I know it is still a long road ahead, and it will probably get harder before it gets any better. It has been hard trying to mourn the loss of Penny and the boys, and then have to deal with everything on Erin’s side, worrying about her and not knowing what will happen to her. Then there is the other three that are locked up, not knowi
ng when their trials will start. There is just so much ahead, sometimes it’s more than I can bear. I just want all the court issues to go away so that I can deal with the loss of my family.
Even though Erin is still alive, I feel as though I have lost her as well. From what I am seeing as far as the evidence goes, it doesn’t look good for her. I keep praying that God will perform a miracle and all will go to our favor. All the lawyers and prosecutors are saying she is going away for a long time, and that scares me so much.
I have lost everything that meant the most to me here on this earth. I lost my dad, and then one week later I lost my wife and two sons. Then it doesn’t stop there. After taking away the most precious things to me, they then burn our house down, destroying every family photo, all the sweet little things the kids have made over the years, forever gone. Nothing left but the memories, and at times that is all I have.

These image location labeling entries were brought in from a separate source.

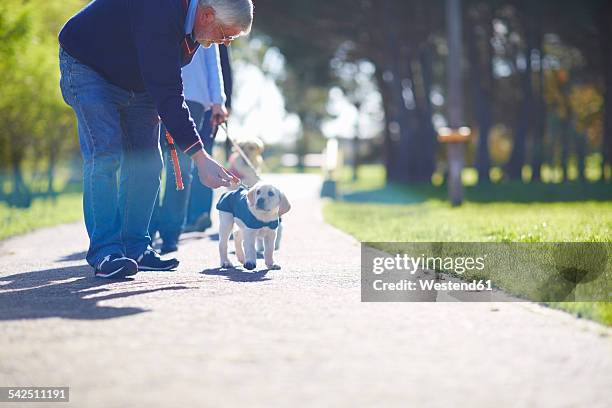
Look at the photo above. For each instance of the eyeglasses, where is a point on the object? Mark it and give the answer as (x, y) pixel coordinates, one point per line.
(225, 40)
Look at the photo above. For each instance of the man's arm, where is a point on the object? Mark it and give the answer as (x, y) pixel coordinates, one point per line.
(214, 81)
(157, 38)
(157, 34)
(226, 69)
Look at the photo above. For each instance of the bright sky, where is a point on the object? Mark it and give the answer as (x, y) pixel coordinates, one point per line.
(259, 108)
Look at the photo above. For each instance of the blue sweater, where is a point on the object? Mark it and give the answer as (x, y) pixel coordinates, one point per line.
(236, 203)
(139, 45)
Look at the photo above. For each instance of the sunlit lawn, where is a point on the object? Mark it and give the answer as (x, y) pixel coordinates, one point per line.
(374, 212)
(43, 213)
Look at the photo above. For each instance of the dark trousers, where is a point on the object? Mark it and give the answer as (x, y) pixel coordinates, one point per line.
(172, 212)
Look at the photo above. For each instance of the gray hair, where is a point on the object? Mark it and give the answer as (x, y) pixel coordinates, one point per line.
(235, 13)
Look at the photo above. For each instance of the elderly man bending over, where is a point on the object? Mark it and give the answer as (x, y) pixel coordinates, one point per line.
(120, 63)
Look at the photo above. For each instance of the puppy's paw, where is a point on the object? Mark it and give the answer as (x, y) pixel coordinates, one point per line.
(273, 267)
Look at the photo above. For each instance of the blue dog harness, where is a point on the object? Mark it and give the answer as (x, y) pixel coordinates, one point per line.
(235, 203)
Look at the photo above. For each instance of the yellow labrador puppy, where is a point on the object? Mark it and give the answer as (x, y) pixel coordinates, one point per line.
(256, 212)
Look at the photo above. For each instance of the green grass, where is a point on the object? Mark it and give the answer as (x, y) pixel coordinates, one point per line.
(508, 212)
(43, 213)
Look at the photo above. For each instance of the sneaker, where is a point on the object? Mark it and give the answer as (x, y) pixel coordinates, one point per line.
(151, 261)
(168, 247)
(115, 267)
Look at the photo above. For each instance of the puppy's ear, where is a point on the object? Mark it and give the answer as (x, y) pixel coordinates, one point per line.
(251, 194)
(284, 206)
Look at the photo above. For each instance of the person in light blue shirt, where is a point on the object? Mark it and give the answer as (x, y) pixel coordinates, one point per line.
(205, 97)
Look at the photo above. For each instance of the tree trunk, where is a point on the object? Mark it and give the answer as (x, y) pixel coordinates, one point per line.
(482, 84)
(429, 133)
(539, 135)
(605, 33)
(523, 126)
(388, 144)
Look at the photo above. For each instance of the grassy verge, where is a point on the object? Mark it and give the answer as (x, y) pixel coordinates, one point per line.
(43, 213)
(496, 213)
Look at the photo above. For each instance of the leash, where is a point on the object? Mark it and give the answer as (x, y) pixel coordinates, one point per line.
(241, 153)
(178, 177)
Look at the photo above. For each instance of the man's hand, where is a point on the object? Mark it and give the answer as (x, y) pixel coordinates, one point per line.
(211, 173)
(219, 115)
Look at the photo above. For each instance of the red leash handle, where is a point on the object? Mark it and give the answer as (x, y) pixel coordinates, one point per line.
(178, 177)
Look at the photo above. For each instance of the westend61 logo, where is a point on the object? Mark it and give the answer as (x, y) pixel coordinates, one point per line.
(458, 265)
(486, 271)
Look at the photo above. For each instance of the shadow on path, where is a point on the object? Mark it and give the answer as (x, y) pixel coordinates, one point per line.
(77, 256)
(66, 293)
(239, 275)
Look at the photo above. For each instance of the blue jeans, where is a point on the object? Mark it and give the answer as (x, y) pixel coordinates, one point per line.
(119, 136)
(200, 201)
(170, 216)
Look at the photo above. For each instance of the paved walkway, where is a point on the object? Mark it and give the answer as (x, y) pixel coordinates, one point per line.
(299, 336)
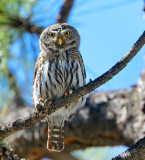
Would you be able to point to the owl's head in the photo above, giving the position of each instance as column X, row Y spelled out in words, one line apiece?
column 59, row 36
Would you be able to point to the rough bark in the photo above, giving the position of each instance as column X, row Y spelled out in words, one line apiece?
column 108, row 119
column 6, row 154
column 136, row 152
column 49, row 108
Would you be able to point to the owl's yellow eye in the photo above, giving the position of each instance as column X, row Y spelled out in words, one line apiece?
column 67, row 33
column 51, row 35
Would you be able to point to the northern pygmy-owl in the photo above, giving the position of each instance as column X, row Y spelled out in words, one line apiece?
column 59, row 71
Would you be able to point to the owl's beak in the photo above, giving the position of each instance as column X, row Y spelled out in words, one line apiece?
column 60, row 41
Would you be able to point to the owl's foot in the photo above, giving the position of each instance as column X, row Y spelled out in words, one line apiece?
column 67, row 94
column 70, row 117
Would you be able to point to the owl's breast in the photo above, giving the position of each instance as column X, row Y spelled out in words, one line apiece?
column 60, row 76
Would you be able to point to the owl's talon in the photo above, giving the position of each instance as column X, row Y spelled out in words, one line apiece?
column 66, row 94
column 70, row 91
column 76, row 100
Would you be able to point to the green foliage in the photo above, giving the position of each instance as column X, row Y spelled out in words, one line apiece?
column 14, row 19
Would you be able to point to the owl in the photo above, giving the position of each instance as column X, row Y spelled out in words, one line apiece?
column 59, row 71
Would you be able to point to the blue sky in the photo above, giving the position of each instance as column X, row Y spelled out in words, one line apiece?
column 108, row 30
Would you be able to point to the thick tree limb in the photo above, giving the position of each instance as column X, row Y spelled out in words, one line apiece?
column 136, row 152
column 48, row 109
column 6, row 154
column 65, row 11
column 108, row 119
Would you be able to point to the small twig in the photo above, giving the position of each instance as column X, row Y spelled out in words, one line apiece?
column 65, row 11
column 36, row 117
column 136, row 152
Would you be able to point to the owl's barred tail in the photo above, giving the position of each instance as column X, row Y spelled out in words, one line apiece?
column 55, row 140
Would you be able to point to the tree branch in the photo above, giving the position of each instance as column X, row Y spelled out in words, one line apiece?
column 136, row 152
column 108, row 119
column 48, row 109
column 7, row 154
column 65, row 11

I got so scared the other night because I forgot what Penny and the boys’ voices sounded like. No matter what, I will never forget the love that we all shared, all the great times we had as a family. I think about all the vacations to Arkansas, the fishing trips, all the family outings. I remember all the weekends we would drive around looking for yard sales. Oh, what a time we had. I have lost everything and maybe even Erin, but I will always cherish the memories that we all had.
I just don’t understand what went wrong. This kind of thing isn’t supposed to happen. If only I could have seen it coming. I love my family so much, and it was my job to protect them. Penny always called me her hero, and after all this I didn’t feel like one. After all, isn’t a husband and father supposed to protect his family. I feel at times that I have let them down.